Giving answers to issues such as poverty, poor housing, low pay and curbing big business must be key parts of the independence case.
Just offering a mini version of the flawed UK won’t cut it and radical change is central to a Yes victory.
Ken Ferguson
Newburgh
“WHAT are the Tories really up to with Brexit?” asks Robert Johnston (Letters, The National, June 21). The answer is complicated but simple. They want to have more control over us individually. They want to dictate to us what we can and can’t do. They have tried for years to get an “English Bill of Rights” through parliament instead of being held to the European Convention on Human Rights (ECHR). Every time they have tried it, the fact that the ECHR is in place has prevented it. If they get us out of Europe, this “Great Repeal Bill” that they are introducing will eradicate all the European laws that protect our individual rights.
I have no doubt that a new bill of rights will be introduced, but how watered down will it be? May already tried through this last election to introduce a Tory dictatorship with a majority so large that no party could oppose it. What they are planning must be drastically against the interests of the public if they need such a large majority to get it through. They didn’t succeed but are still trying to push it through, using the DUP to get their own way. And it has cost them £1 billion in bribes to enable it to happen. Who says Westminster politics are not corrupt? This latest Tory tactic would make many a third world dictatorship look squeaky clean.

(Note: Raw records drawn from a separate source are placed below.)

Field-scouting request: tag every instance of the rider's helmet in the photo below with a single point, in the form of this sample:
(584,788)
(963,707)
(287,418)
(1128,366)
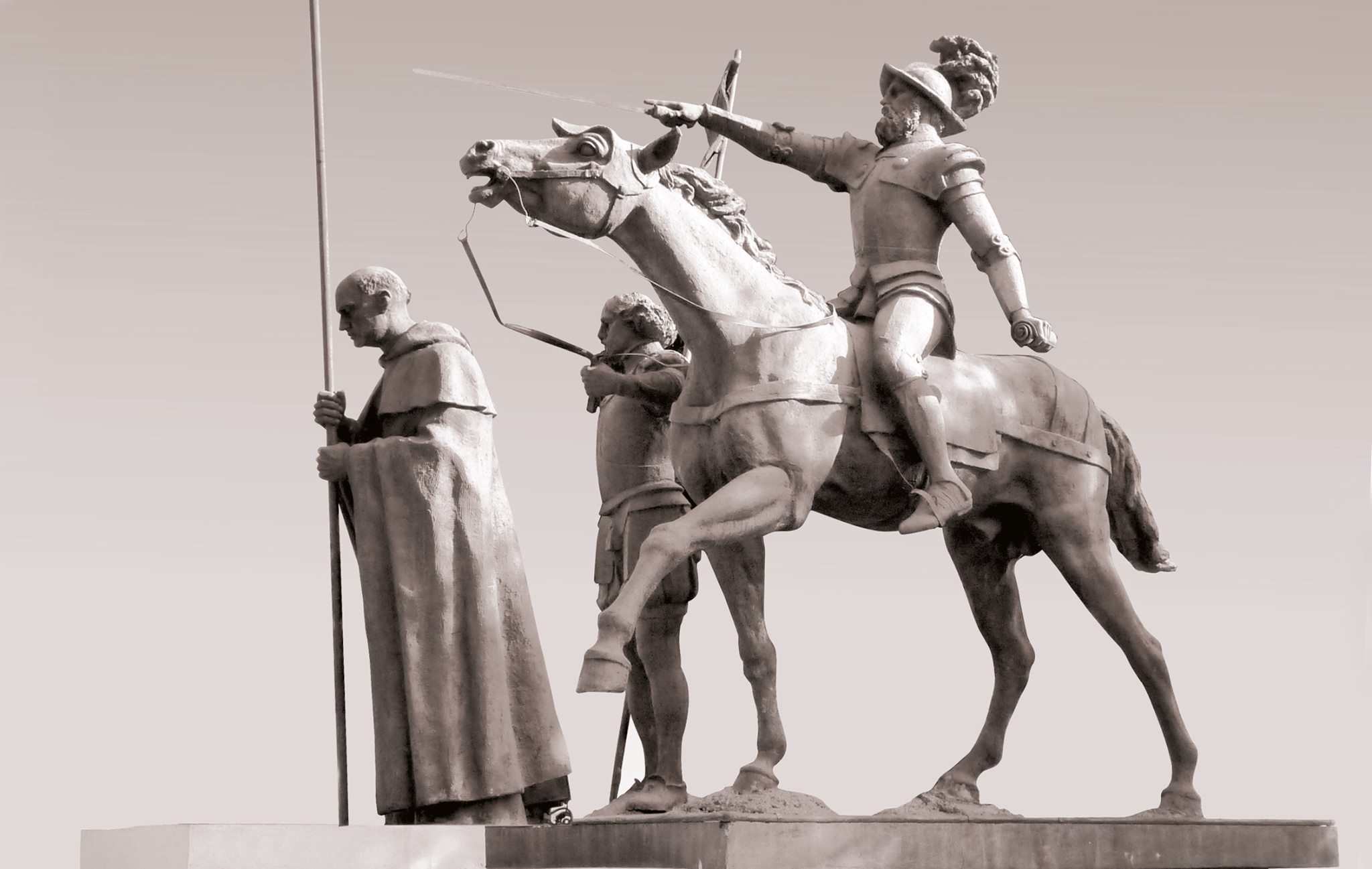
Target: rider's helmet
(932,86)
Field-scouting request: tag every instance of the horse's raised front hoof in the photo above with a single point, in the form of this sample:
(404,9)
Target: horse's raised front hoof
(603,673)
(955,791)
(1176,803)
(754,777)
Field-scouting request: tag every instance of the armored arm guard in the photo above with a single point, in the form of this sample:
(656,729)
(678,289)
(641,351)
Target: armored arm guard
(966,205)
(774,142)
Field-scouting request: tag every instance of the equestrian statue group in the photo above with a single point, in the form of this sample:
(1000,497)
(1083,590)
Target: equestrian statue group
(730,408)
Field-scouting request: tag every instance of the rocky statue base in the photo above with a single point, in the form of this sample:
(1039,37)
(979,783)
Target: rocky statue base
(730,842)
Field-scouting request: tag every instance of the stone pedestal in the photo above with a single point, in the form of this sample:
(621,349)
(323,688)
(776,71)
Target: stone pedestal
(283,846)
(730,842)
(738,842)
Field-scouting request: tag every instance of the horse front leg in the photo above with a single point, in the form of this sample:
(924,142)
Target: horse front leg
(740,569)
(754,504)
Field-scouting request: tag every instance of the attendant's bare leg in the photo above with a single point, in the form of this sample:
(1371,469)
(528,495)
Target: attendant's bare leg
(756,503)
(659,650)
(907,328)
(638,695)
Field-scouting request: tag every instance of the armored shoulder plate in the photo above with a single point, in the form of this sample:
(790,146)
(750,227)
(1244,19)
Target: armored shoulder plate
(849,159)
(933,171)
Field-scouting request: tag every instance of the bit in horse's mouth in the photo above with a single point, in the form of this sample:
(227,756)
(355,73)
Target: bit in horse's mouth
(494,191)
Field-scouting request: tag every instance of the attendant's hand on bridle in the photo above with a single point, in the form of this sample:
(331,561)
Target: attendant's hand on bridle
(674,115)
(1030,331)
(600,381)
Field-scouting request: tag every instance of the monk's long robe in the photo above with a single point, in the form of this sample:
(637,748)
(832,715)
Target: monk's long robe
(460,693)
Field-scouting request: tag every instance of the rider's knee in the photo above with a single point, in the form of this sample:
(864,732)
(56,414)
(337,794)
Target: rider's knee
(666,541)
(895,366)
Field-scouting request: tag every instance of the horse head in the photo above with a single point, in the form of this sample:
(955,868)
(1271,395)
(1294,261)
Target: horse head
(586,180)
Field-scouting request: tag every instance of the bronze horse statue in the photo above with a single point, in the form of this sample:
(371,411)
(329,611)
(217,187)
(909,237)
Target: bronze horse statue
(770,427)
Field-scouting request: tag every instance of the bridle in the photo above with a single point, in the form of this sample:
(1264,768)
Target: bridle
(618,209)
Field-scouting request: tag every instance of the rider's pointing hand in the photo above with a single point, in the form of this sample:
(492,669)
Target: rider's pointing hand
(674,115)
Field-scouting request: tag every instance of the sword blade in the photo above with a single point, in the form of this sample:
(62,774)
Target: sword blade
(551,340)
(637,110)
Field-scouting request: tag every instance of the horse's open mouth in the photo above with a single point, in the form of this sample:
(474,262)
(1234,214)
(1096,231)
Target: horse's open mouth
(497,188)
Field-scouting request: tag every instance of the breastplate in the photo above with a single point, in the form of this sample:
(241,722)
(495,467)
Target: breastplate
(892,221)
(630,446)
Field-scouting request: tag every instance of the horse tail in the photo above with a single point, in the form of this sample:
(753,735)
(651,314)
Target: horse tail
(1132,526)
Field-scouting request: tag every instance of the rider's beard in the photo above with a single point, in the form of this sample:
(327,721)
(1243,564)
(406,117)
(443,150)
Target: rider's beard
(894,127)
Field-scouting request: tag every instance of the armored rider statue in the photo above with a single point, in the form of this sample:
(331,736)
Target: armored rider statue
(906,188)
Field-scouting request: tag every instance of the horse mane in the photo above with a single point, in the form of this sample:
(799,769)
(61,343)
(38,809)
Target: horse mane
(721,204)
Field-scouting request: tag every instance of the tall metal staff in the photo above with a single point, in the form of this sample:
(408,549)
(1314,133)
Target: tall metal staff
(326,316)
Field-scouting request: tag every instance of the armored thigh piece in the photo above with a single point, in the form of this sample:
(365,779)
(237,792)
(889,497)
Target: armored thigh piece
(624,525)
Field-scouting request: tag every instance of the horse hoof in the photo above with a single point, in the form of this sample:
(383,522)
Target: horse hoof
(755,779)
(603,675)
(1176,803)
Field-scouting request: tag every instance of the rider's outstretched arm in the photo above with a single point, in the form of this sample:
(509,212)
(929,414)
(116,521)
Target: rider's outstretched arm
(772,142)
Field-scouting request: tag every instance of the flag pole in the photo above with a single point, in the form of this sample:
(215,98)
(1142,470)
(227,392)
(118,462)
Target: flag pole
(733,92)
(335,552)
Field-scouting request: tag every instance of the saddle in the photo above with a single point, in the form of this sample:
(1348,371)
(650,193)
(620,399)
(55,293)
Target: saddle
(985,400)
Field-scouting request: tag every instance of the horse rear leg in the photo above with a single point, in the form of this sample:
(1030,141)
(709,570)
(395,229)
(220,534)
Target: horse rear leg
(754,504)
(740,569)
(988,577)
(1077,540)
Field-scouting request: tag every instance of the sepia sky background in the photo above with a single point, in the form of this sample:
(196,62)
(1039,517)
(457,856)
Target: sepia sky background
(1182,180)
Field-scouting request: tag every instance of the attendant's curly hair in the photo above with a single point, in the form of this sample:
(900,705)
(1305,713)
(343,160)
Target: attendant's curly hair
(970,69)
(645,316)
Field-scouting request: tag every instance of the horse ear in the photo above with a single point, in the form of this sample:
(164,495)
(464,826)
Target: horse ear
(563,128)
(661,153)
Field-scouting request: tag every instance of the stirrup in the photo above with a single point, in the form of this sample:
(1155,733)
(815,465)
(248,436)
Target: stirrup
(937,510)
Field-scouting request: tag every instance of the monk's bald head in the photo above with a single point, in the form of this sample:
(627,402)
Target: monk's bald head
(374,306)
(374,279)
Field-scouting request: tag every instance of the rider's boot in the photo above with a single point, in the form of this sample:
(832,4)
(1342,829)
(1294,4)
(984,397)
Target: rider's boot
(947,496)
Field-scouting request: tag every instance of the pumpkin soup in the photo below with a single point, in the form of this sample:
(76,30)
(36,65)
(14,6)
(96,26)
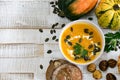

We’ve already had a glimpse of May’s intent in the restricted rights she is prepared to offer European citizens who choose to work here. Quite honestly this is not a tactic that will encourage the inward migration of the foreign workers that we need to run our NHS or anything else, come to that. Of course, it’s not going to be long before the NHS doesn’t exist and we get a fully privatised health service.
The only good thing that’s likely to come out of all this is that people who were formerly against Scottish independence will have their eyes opened.
CJ Kerr
Glenrothes
WHAT people listening to the Unionists’ comments on this last GE do not understand is this: the vote that took 56 SNP MPs into Westminster was, if not a protest vote, something very like it.
It was certainly a reactive vote, which led people like me, Yessers who up until then had never voted SNP for Westminster because there’s not a lot of point — except, well, to make a point. It was exceptional.
It was the first vote after indyref, and it was a reaction to being shafted by the media and by the Unionist parties. The fact it was a Westminster vote was, for one unique time, irrelevant. It did not and could not set a pattern for any future Scottish Westminster vote.
It was never going to happen again because the circumstances were not the same. The last Westminster vote was an ordinary Westminster vote. Many people who had never previously voted SNP for Westminster went back to their usual voting pattern.
You cannot compare the two Westminster votes and say that the SNP’s support has diminished. It shows only that one was a protest vote and the other wasn’t. In a way an SNP MP is as absurd as a Ukip MSP. That’s what this vote reflects.